Chronologie der Katastrohe von Fukushima
12. März - Tag 2
Reaktor 1: Direkt nach dem Erdbeben treten radioaktive Gase (Xenon) aus - der Reaktor ist undicht. Innerhalb weniger Stunden fallen die Brennelemente durch den Ausfall der Kühlung und das Verdampfen des Kühlwassers trocken und schmelzen vollständig. Der geschmolzene Kernbrennstoff sammelt sich zunächst am Boden des Reaktordruckbehälters, der mehrere Löcher bekommt und durchschmilzt. Durch das verdampfende Wasser entstehen Wasserstoff und Sauerstoff, das volatile Gemisch reagiert mit dem Zirkonium der Brennelementehüllen. Am 12. März um 15:25 Uhr zerreißt eine Wasserstoffexplosion die Gebäudehülle. In der Folge werden bis zu 8.000 Liter Kühlwasser pro Stunde in den Reaktor gepumpt, das Wasser verdampft aber oder läuft aus dem Containment in den Keller.
14. März - Tag 4
Reaktor 3: Auch in diesem Reaktor kommt es infolge des Ausfalls der Kühlung innerhalb kurzer Zeit zur vollständigen Kernschmelze. Eine gewaltige Explosion am 14. März um 11:01 Uhr setzt große Mengen von radioaktiven Spaltprodukten frei, die durch den Wind insbesondere in Richtung Nordwesten verteilt werden.

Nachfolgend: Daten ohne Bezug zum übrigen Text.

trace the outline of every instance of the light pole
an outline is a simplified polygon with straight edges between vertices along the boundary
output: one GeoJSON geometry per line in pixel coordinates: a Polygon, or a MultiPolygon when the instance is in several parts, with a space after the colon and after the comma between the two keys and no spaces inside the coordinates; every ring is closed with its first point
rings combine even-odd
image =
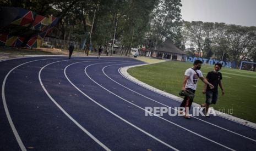
{"type": "MultiPolygon", "coordinates": [[[[90,43],[89,43],[89,47],[91,46],[91,33],[92,32],[92,29],[94,27],[94,19],[95,18],[95,14],[96,14],[96,9],[94,10],[94,19],[92,19],[92,25],[91,25],[91,32],[90,33],[90,43]]],[[[87,56],[89,55],[89,49],[87,51],[87,56]]]]}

Es gibt Hinweise darauf, dass es durch die primäre Wasserstoffexplosion zu einer teilweise nuklearen Explosion des Kernbrennstoffs im Abklingbecken gekommen ist, was die viel massivere Explosion im Vergleich zu Reaktor 1 erklärt. Die japanischen Behörden geben aber bis heute nur Teile der damaligen Radioaktivitätsmessungen frei.
15. März - Tag 5
Reaktor 2: In Reaktor 2 findet ebenfalls eine vollständige Kernschmelze statt. Um 6:10 Uhr kommt es zur Explosion und zu einem Leck im Containment, radioaktiver Dampf tritt als weiße Dampffahne an der Seite des Gebäudes aus. Wasser wird mit einer Geschwindigkeit von bis zu 10.000 Litern pro Stunde in den Reaktor gepumpt. Monate nach Beginn der Katastrophe wird klar, dass in Reaktor 1, 2 und 3 das geschmolzene Kernmaterial als Lava - Klumpen auf dem Boden des Containments liegt und mehrere Jahre nur durch große Mengen Wasser von einer neuerlichen Kernschmelze abgehalten werden konnte.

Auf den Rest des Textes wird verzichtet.